Je regarde toutes les émissions comme Sans aucun doute, Ca se discute, Confessions intimes ou les jeux télévisés. Je pense qu’en fin de compte, même si ces émissions ne sont pas très intellectuelles, elles reflètent des étapes de la vie. Cela peut m’aider. Girondins.com, 30 mai 2007
Oui, vous l’aurez compris, bien plus que le footballeur, c’est Dalmat l’humaniste, Stéphane le lettré que Paris devra affronter samedi prochain. Cet homme tourné vers son prochain, humble et généreux, qui sait vivre de plaisirs simples, se plait à cultiver ce qu’il y a de meilleur en l’Homme. Tel le moine bouddhiste qu’il aurait pu être s’il avait été bouddhiste — et moine —, le Sochalien passe son temps à travailler sur lui-même pour progresser, s’élever vers cet idéal de sagesse qui lui permet ensuite de déblatérer sur les autres.

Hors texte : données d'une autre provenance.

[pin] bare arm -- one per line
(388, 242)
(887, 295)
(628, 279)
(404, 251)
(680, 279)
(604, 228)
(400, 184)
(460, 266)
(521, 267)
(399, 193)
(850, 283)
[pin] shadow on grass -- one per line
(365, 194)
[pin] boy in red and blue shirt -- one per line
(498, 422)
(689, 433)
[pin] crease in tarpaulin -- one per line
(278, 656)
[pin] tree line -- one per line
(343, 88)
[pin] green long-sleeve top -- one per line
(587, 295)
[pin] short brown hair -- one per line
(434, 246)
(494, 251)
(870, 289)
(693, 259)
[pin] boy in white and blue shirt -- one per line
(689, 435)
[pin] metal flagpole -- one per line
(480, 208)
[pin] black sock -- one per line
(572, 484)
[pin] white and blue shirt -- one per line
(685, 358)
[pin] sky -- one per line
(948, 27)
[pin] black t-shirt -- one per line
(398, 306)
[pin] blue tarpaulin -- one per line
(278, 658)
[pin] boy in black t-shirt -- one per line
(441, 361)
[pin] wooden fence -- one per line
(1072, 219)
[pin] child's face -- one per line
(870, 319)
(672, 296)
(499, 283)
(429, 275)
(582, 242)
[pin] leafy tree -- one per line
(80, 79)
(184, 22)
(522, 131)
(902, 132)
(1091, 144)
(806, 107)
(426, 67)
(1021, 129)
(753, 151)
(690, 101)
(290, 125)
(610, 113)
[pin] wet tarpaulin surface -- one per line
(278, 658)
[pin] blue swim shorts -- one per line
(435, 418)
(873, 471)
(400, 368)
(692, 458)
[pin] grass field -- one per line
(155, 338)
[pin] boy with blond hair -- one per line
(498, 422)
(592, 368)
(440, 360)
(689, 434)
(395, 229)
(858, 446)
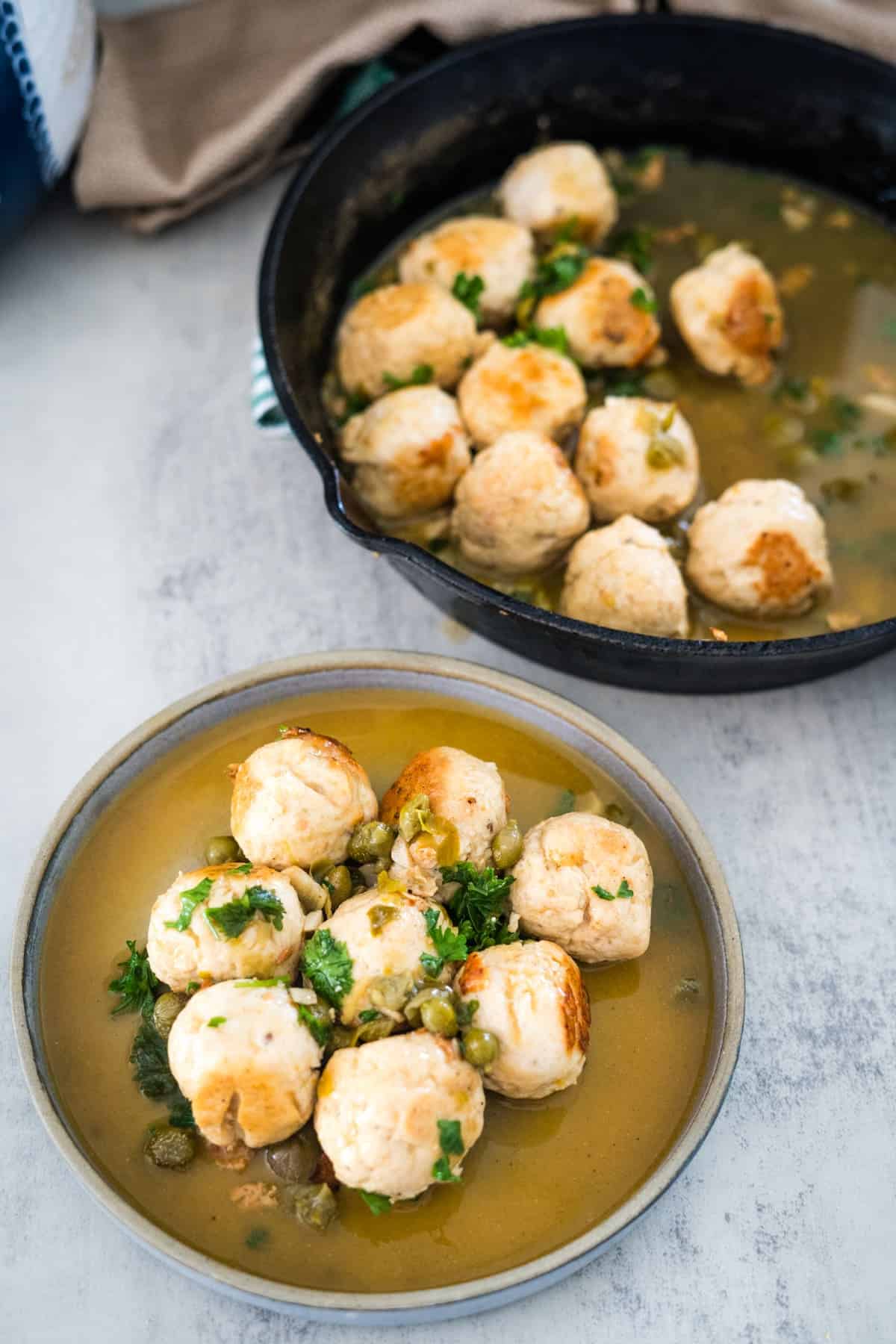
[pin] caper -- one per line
(166, 1009)
(314, 1206)
(223, 850)
(438, 1016)
(414, 1006)
(320, 868)
(339, 883)
(410, 816)
(169, 1147)
(507, 846)
(296, 1157)
(480, 1048)
(615, 812)
(371, 840)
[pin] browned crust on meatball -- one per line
(472, 976)
(786, 570)
(576, 1011)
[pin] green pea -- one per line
(371, 840)
(339, 883)
(169, 1147)
(507, 846)
(480, 1048)
(408, 819)
(223, 850)
(414, 1006)
(296, 1157)
(166, 1009)
(314, 1206)
(438, 1016)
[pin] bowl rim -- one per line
(410, 553)
(477, 1293)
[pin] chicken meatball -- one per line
(640, 457)
(408, 452)
(497, 250)
(517, 389)
(531, 996)
(729, 314)
(246, 1062)
(588, 885)
(395, 331)
(519, 507)
(299, 800)
(190, 940)
(379, 1109)
(462, 791)
(556, 186)
(759, 550)
(386, 934)
(623, 577)
(606, 314)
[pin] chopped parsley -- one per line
(449, 945)
(641, 300)
(317, 1023)
(553, 337)
(480, 906)
(152, 1074)
(452, 1145)
(467, 289)
(231, 920)
(188, 900)
(376, 1203)
(136, 984)
(623, 893)
(328, 965)
(421, 374)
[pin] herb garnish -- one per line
(469, 290)
(136, 984)
(449, 945)
(328, 965)
(480, 906)
(625, 892)
(421, 374)
(188, 900)
(452, 1145)
(376, 1203)
(641, 300)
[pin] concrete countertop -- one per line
(155, 541)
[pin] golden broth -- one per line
(837, 277)
(541, 1174)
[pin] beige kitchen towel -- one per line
(193, 102)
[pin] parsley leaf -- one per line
(376, 1203)
(469, 290)
(328, 965)
(480, 905)
(233, 918)
(319, 1026)
(421, 374)
(449, 945)
(450, 1137)
(153, 1077)
(625, 892)
(136, 984)
(188, 900)
(641, 300)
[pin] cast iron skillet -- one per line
(736, 90)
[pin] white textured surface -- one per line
(153, 541)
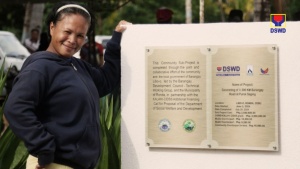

Je me balade en voiture décapotable quand il fait beau. J’ai un coupé Mercedes et un 4x4 américain. J’écoute du rap en décapotable, mais je ne frime pas. […] Oui, j’aime m’occuper de moi. Y a pas de honte. Je me rase le corps, je m’occupe de mon crâne, que je rase moi-même. L’Humanité, 14 décembre 2004
Dalmat rase son crâne lui-même… Il y a de quoi être bluffé, non ? C’est pas Giuly qui en ferait autant…
Peut-on comparer Dalmat et Giuly ?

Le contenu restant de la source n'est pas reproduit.